Developing a Health Care Metaphor to Support a Multi-Course E-Learning Curriculum

Situation:

The Revenue Cycle Academy of a major New York City hospital was developing a multi-course e-learning program for the hospital’s Health Information Management department. The courses addressed Patient Indexing, Release of Information, Chart Review, and Chart Completion. Each course included several activity or process topics and numerous paths to follow in different circumstances.

The Revenue Cycle Academy had a specific content structure for its courses that included the following components:

  • Challenge Exercise [warm up to demonstrate importance of what is to be learned]
  • Core Concepts [necessary prerequisite knowledge and skills]
  • Implications [of the training to the hospital’s Revenue Cycle]
  • Pathway [procedures, process, knowledge , and what-if’s for the core course knowledge]
  • Practice [activity to practice what was learned]
  • Knowledge Check [end of course learning assessment]
patient medical records

The Health Information Management department focuses on patient medical records which were electronic medical records. This includes the release of records with proper authorization, issuing new patient medical record numbers, and verifying that patient records are complete and compliant. Many situations arise including patients with duplicate medical records, records that are co-mingled, and validating the medical records have all necessary contents and that those contents are complete, signed, dated, etc. The e-learning courses needed to address all of the activities and processes including the what-if situations that arise with them.

Action Plan:

Meetings with Health Information Management SME’s revealed that understanding who the patient is was crucial in many activities and processes. For example, an 80 year old patient with the same condition as a 30 year old patient would probably have a different set of medical records due to differences in how they might be treated and due to the differences in the general physical condition.
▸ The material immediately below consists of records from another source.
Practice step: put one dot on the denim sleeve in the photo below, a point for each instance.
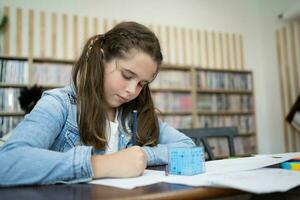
(168, 137)
(26, 159)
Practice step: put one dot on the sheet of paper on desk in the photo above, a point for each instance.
(247, 163)
(149, 177)
(258, 181)
(264, 180)
(241, 173)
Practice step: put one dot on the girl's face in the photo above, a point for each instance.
(125, 78)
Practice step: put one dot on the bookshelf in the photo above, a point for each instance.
(186, 97)
(19, 72)
(217, 98)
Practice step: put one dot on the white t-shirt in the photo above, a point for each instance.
(112, 135)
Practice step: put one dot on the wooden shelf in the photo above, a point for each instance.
(193, 90)
(17, 85)
(175, 113)
(225, 113)
(52, 60)
(8, 114)
(3, 57)
(171, 89)
(224, 91)
(224, 70)
(13, 85)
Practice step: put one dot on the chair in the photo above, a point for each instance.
(201, 135)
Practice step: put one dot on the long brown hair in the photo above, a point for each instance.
(88, 80)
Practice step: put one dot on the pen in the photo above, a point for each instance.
(134, 127)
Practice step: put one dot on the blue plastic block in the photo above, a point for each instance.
(186, 161)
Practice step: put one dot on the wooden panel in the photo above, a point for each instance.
(6, 32)
(53, 34)
(115, 22)
(241, 42)
(199, 48)
(31, 32)
(95, 22)
(282, 95)
(85, 29)
(214, 50)
(227, 48)
(183, 37)
(294, 72)
(176, 45)
(221, 49)
(105, 25)
(19, 32)
(192, 47)
(75, 36)
(42, 34)
(206, 46)
(287, 68)
(65, 36)
(235, 56)
(168, 45)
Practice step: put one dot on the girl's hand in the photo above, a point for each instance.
(129, 162)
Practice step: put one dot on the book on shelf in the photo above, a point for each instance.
(293, 116)
(14, 71)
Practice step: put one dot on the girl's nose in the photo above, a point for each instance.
(131, 87)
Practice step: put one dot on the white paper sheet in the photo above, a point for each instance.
(149, 177)
(247, 163)
(242, 173)
(259, 181)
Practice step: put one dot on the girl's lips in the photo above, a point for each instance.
(122, 99)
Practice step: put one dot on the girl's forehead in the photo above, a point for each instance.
(141, 64)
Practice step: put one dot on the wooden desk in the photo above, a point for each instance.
(93, 192)
(163, 191)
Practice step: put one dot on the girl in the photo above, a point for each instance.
(83, 131)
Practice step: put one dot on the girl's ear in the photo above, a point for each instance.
(102, 51)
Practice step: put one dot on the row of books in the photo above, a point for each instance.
(172, 79)
(223, 80)
(245, 123)
(8, 123)
(172, 102)
(178, 121)
(13, 71)
(224, 102)
(243, 146)
(9, 100)
(49, 74)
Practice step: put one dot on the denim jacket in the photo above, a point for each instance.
(45, 148)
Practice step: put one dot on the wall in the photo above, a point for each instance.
(255, 19)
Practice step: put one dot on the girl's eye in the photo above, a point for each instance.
(126, 76)
(142, 84)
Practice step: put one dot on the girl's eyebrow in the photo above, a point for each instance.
(135, 75)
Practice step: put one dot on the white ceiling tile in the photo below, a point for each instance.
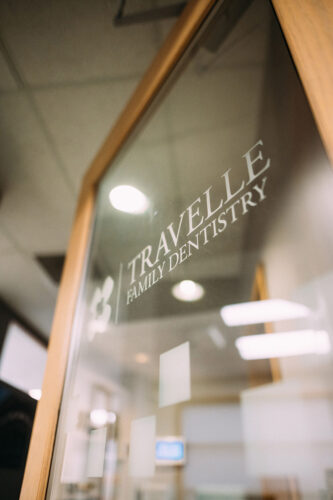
(25, 287)
(67, 40)
(79, 118)
(37, 203)
(7, 82)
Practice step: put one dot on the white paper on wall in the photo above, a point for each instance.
(175, 375)
(96, 452)
(142, 447)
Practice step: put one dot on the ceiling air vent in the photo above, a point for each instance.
(52, 265)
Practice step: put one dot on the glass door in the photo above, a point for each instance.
(201, 357)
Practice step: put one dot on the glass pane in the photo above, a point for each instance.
(201, 360)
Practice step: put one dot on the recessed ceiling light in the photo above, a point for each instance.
(279, 345)
(35, 394)
(100, 417)
(141, 358)
(128, 199)
(262, 311)
(188, 291)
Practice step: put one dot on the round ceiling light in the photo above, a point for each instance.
(128, 199)
(188, 291)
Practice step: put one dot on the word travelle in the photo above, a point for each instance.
(201, 221)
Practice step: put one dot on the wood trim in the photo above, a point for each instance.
(308, 28)
(42, 440)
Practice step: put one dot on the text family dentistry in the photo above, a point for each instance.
(201, 221)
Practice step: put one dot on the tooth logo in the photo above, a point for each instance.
(100, 308)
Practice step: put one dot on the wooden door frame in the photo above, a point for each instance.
(305, 24)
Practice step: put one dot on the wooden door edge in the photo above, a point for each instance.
(308, 28)
(36, 474)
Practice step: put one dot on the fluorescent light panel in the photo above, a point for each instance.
(279, 345)
(262, 311)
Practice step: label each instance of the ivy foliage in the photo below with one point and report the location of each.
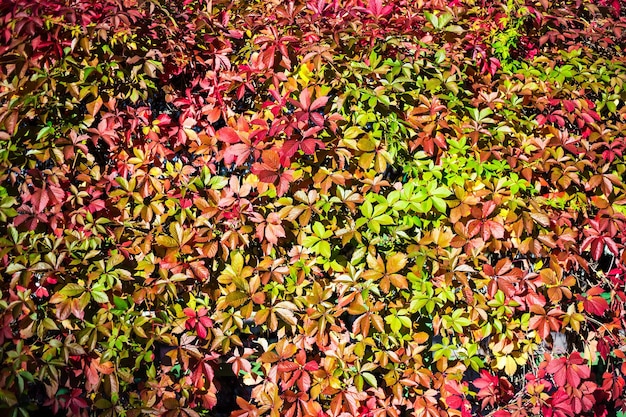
(321, 207)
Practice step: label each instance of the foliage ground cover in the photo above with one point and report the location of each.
(338, 207)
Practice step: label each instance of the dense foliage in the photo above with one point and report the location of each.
(312, 208)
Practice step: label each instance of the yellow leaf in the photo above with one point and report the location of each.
(396, 262)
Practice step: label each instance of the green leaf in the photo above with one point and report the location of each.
(370, 379)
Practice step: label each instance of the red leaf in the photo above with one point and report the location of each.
(228, 135)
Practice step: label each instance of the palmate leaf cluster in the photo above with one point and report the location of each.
(322, 207)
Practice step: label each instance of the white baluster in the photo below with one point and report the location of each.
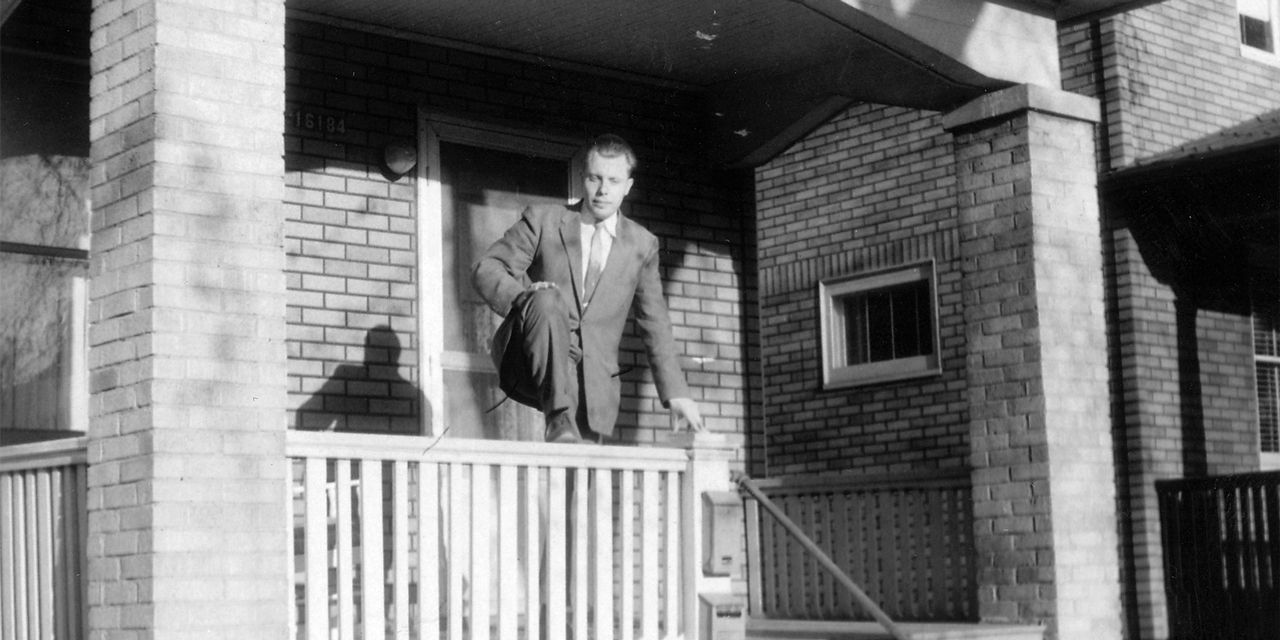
(650, 529)
(344, 551)
(373, 581)
(315, 548)
(508, 562)
(429, 551)
(626, 519)
(481, 530)
(400, 547)
(556, 540)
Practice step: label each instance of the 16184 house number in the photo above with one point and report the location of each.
(325, 123)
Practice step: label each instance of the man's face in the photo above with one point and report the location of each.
(606, 182)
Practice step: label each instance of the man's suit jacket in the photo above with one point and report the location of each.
(545, 246)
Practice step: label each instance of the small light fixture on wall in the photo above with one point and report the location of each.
(400, 155)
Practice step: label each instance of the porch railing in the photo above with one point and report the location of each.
(42, 540)
(403, 538)
(906, 539)
(1221, 540)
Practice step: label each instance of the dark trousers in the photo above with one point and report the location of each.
(539, 353)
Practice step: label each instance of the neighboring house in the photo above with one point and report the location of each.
(1032, 245)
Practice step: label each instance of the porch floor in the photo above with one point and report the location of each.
(760, 629)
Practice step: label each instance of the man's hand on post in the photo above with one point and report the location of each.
(685, 410)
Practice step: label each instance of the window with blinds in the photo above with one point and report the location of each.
(1266, 360)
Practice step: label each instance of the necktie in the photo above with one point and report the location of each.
(595, 263)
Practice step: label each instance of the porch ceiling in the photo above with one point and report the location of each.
(772, 69)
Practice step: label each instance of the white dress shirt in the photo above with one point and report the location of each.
(588, 231)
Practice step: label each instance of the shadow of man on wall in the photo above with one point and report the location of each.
(370, 397)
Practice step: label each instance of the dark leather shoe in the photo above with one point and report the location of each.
(561, 428)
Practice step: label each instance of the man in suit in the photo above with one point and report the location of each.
(565, 278)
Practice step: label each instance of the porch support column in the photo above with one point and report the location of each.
(187, 357)
(1041, 448)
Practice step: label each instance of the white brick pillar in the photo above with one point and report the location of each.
(187, 359)
(1045, 510)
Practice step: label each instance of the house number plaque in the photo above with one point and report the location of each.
(324, 123)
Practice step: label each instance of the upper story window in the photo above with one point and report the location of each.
(44, 256)
(1258, 28)
(880, 327)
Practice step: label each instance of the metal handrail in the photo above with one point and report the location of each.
(823, 560)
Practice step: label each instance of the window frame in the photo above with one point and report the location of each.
(836, 374)
(1255, 53)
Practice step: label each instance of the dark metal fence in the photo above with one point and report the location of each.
(1221, 540)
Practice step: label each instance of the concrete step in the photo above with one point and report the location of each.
(763, 629)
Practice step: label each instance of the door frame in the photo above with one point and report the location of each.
(433, 128)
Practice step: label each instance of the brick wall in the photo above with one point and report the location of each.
(1036, 368)
(1187, 405)
(351, 240)
(1183, 391)
(871, 188)
(1173, 72)
(186, 502)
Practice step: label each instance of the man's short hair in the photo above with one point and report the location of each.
(609, 145)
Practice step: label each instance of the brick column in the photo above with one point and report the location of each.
(187, 357)
(1041, 444)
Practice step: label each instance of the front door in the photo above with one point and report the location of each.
(478, 182)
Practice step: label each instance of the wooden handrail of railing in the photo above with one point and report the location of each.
(821, 557)
(941, 478)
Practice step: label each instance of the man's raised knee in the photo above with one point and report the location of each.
(545, 302)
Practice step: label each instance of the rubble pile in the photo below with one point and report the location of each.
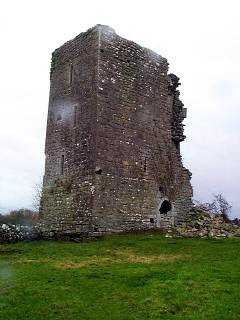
(204, 224)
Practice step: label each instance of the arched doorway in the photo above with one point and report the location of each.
(165, 207)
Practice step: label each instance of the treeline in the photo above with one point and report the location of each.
(219, 205)
(22, 217)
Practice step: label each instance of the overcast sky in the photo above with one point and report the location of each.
(200, 39)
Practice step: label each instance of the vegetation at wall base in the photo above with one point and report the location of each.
(131, 276)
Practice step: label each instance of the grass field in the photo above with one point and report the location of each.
(132, 276)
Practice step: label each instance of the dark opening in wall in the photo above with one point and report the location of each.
(62, 164)
(75, 116)
(71, 74)
(165, 207)
(98, 170)
(177, 144)
(145, 164)
(161, 189)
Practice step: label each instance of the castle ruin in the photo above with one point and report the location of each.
(113, 138)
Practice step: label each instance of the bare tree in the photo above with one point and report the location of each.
(219, 206)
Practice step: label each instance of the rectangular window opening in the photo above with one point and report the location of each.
(71, 74)
(75, 116)
(62, 164)
(145, 164)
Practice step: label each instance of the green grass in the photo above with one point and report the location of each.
(133, 276)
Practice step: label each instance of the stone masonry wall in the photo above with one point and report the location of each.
(111, 160)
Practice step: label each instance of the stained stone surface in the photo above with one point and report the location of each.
(114, 129)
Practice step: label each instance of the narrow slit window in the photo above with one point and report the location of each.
(145, 164)
(75, 116)
(71, 74)
(62, 164)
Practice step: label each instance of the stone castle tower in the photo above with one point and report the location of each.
(112, 143)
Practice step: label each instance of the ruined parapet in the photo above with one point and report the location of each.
(111, 157)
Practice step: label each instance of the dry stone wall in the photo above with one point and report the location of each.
(111, 160)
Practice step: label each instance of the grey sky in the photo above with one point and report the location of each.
(201, 41)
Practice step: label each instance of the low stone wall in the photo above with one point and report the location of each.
(13, 234)
(202, 224)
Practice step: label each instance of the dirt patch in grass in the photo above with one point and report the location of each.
(120, 257)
Also, it was important to know how the patient came to the hospital; outpatient, emergency, or scheduled admission. Lastly, many medical records are interrelated. For example, a patient who has surgery should have other records including aesthesia records, pre-surgery testing records, authorizations and releases, in addition to the surgical records that are kept.

The SME’s also described how the Health Information Management staff worked in specific areas. As such they would typically take one course but might want to take others to pursue opportunities to work in other areas. The knowledge requirements to review medical records for completeness were dramatically greater than the knowledge required to process requests to release medical records. However, in all cases a degree of critical thinking was required and understanding the patient was important. Supervisors and management frequently stressed this to the staff that they needed to understand the patient’s “story”. Understanding the patient is a who, why, what , and how thought process.

Because every Revenue Cycle Academy course had certain standard components and the Health Information Management content contained numerous activities and what-if situations the courses were going to be extremely long. A means was need to reduce the courses into shorter, focused topics. It was also important to tie all of the material together with a common theme or story thread.

Results:

patient medical records

A metaphor was developed to emphasis understanding the patient story. “Every Patient Chart Tells a Story” became an integral part of every course. The graphic to the right was designed using the hospital’s standard clipart library and included in the course material to explain why the patient’s story was important. Each of the four parts of the story were explained with a fictional patient who would be appear in other courses when understanding the patient’s story was an important part of a procedure or activity.

The course structure was then layered into hierarchical courses. There would be a Health Information Management Big Picture course that would cover the required Core Concepts and Implications [to the Revenue Cycle] and then expand on why it was important to understand the patient’s story. This course became a prerequisite to all other courses.